RODRIGUEZ-GONZALEZ, María J.; CALVO-BETANCOURT, Lauren S.  y  ECHEVERRIA-CORREA, Luis E.. Tacrolimus-associated posterior reversible encephalopathy syndrome. Rev. Colomb. Cardiol. [online]. 2016, vol.23, n.1, pp.23(1):69.e1-69.e5. ISSN 0120-5633.  https://doi.org/10.1016/j.rccar.2015.05.002.

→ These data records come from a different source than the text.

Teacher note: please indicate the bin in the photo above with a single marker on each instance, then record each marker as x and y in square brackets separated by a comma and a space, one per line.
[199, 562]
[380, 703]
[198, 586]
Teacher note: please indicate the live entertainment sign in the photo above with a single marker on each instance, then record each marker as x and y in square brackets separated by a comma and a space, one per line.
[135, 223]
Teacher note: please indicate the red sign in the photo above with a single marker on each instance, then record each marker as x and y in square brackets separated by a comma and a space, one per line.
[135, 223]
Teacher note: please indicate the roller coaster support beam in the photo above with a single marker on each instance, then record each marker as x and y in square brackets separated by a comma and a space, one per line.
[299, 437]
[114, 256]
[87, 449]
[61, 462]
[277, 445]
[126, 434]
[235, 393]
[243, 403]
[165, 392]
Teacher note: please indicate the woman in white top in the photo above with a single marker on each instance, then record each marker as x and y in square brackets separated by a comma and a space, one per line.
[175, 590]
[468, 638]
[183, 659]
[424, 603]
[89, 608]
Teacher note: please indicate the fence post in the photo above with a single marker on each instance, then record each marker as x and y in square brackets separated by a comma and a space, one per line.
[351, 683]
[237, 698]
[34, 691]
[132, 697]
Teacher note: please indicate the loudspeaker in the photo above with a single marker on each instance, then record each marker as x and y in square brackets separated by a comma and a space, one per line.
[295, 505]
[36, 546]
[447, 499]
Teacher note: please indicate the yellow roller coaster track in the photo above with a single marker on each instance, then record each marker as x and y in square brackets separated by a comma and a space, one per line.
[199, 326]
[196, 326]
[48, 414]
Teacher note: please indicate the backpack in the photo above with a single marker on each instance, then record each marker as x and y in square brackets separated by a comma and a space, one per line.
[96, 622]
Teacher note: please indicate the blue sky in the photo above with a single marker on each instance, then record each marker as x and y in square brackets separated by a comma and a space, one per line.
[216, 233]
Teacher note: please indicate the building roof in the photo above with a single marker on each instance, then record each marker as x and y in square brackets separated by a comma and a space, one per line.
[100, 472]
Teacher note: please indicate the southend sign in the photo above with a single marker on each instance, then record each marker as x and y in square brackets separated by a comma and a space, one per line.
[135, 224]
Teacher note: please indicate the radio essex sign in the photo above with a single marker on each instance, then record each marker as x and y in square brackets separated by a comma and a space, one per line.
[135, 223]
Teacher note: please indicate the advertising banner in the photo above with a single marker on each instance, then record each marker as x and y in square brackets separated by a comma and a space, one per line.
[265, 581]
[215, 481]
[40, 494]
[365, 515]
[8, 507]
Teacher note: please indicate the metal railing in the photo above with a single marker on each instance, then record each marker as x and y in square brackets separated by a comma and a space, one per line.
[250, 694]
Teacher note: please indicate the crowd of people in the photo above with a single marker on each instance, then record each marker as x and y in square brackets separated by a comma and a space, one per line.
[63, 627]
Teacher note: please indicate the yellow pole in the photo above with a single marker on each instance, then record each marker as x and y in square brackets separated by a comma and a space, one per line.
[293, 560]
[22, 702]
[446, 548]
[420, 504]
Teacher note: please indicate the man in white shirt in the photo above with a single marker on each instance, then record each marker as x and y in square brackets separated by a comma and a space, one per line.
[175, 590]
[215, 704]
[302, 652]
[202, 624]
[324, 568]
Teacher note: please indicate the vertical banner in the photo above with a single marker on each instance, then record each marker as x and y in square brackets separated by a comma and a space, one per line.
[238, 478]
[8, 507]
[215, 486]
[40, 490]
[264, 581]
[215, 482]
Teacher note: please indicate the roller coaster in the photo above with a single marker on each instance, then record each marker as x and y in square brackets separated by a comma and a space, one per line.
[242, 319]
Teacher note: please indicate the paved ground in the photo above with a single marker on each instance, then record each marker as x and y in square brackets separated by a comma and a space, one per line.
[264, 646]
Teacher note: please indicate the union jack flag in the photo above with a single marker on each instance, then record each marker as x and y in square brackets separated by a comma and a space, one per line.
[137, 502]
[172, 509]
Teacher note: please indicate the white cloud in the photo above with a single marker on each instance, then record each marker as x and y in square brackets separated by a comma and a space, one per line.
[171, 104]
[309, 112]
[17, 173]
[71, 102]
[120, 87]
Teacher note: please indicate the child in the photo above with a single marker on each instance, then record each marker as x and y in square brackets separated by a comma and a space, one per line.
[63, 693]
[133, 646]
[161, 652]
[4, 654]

Calcineurin inhibitors, cyclosporine and tacrolimus, have played a major role in preventing graft rejection and graft-versus-host disease in patients undergoing bone marrow and solid organ transplantation. However, tacrolimus has adverse effects related with neurotoxicity, being the posterior reversible encephalopathy syndrome the most severe consequence of this neurotoxicity. We report the case of a 30 year-old woman with 2-day history of severe frontal headache, náusea, emesis, hiporexia and epigastric pain, without fever. History of heart transplant 45 days ago, immunosuppressive therapy with tacrolimus and mycophenolatemofetil. Appropriate levels of tacrolimus (12.1 ng/ml), normal imaging and lab results were documented, excluding vascular and infectious causes as well as tacrolimus neurotoxicity. Nevertheless, due to the development of neuropsychiatric disorders and despite tacrolimus levels being < 5.5 ng/ml, a new brain MRI was performed showing a reversible posterior leukoencephalopathy syndrome. Tacrolimus was switched to everolimus achieving complete remission. This is the first reported case in which the imaging alterations associated with posterior reversible encephalopathy syndrome were developed in a patient undergoing heart transplantation with tacrolimus levels < 10 ng/ml. The report of this case will allow the treating physician groups to consider this diagnosis regardless oftacrolimus levels within therapeutic range, allowing therefore an early recognition and treatment, thus avoiding the development of complications and/or neurological sequels.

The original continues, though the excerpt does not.